Mental Health Matters – Making Enterprises in the BSR more Resilient by Tackling Psychosocial Risks in the Workplace
MentalHealthMatters

The MentalHealthMatters project’s kick-off

08 November 2023
We now move from plans to action. After receiving the positive news about funding in the Spring of 2023, the NDPHS Secretariat, the NDPHS Expert Group on Occupational Safety and Health and project partners from Estonia, Finland, Latvia, Norway and Poland have been actively plotting the project’s implementation and identifying national priorities and approaches.
Technical details

 

The main goal of the MentalHealthMatters project is to propose measures to better prepare Occupational Safety and Health (OSH) systems and professionals as well as small and medium sized enterprises to address the workforce’s current and emerging psychosocial risks at work. OSH standards are mainly focusing on physical hazards and accident prevention, and the MentalHealthMatters project will put attention to mental well-being at work which is as crucial as physical health.

National priorities of the project partner countries are covering a wide array of themes from creating a safe and healthy working environment in the cleaning industry in Norway to interprofessional education for occupational health professionals in Finland, raising awareness for psychosocial risks among employers in Latvia, future trends in the world of work and their impact on mental health in working life in Estonia and the gaps in the OSH system in relation to prevention of employees’ mental health problems in Poland.

While a large part of the project work will be done nationally with the communities of practice, a common goal of MentalHealthMatters is to share knowledge and experiences and to publish a First-Aid Kit and a Roadmap. The First-Aid Kit will be an online tool, providing answers to the most important and actual questions that small and medium size enterprises’ owners and managers may have when facing psychosocial issues in their companies. The Roadmap will propose national and transnational actions for better response to psychosocial risks in OSH policy, practice and education.

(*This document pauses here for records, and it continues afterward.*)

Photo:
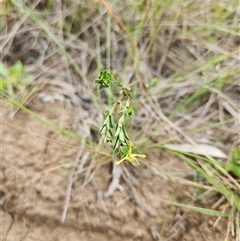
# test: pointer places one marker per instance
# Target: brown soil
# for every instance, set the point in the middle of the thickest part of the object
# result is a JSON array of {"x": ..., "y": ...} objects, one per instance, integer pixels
[{"x": 34, "y": 200}]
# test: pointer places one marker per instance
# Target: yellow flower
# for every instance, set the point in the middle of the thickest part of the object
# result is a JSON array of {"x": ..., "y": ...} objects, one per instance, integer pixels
[{"x": 130, "y": 156}]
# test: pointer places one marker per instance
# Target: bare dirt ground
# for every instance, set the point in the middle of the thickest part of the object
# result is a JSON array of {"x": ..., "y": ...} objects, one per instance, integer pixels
[{"x": 32, "y": 202}]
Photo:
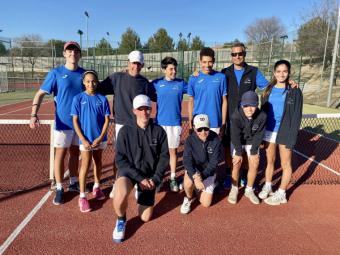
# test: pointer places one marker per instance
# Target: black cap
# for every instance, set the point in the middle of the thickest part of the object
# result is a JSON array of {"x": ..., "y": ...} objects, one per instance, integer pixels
[{"x": 250, "y": 98}]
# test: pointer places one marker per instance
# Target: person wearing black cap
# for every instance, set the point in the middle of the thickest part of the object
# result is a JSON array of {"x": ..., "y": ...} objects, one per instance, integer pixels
[
  {"x": 64, "y": 82},
  {"x": 142, "y": 156},
  {"x": 202, "y": 152},
  {"x": 248, "y": 124}
]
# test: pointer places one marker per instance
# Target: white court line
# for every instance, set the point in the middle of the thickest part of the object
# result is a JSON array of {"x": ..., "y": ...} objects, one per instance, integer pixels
[
  {"x": 21, "y": 226},
  {"x": 317, "y": 162},
  {"x": 23, "y": 108},
  {"x": 28, "y": 218}
]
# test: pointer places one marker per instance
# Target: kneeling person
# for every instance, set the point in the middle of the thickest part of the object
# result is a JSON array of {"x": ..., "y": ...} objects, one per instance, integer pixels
[
  {"x": 142, "y": 157},
  {"x": 248, "y": 124},
  {"x": 202, "y": 152}
]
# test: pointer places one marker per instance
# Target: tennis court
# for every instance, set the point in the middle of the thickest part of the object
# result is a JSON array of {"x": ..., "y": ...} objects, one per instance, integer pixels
[{"x": 31, "y": 224}]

The mental health of employees is an emerging concern for societies and employers in the Baltic Sea Region. Even before the pandemic and the war in Ukraine, half of EU workers considered stress to be common in their workplace, and stress contributed to around half of all lost working days. Protecting workers and preserving their work ability is the objective of the NDPHS OSH Expert Group.

The project partnership is comprised of the NDPHS Secretariat as a lead partner and five institutions that are represented in the NDPHS OSH Expert Group: Finnish Institute of Occupational Health (FI), Tallinn University of Technology (EE), Riga Stradins University (LV), Nofer Institute of Occupational Medicine (PL), Norwegian Labour Inspection Authority (NO).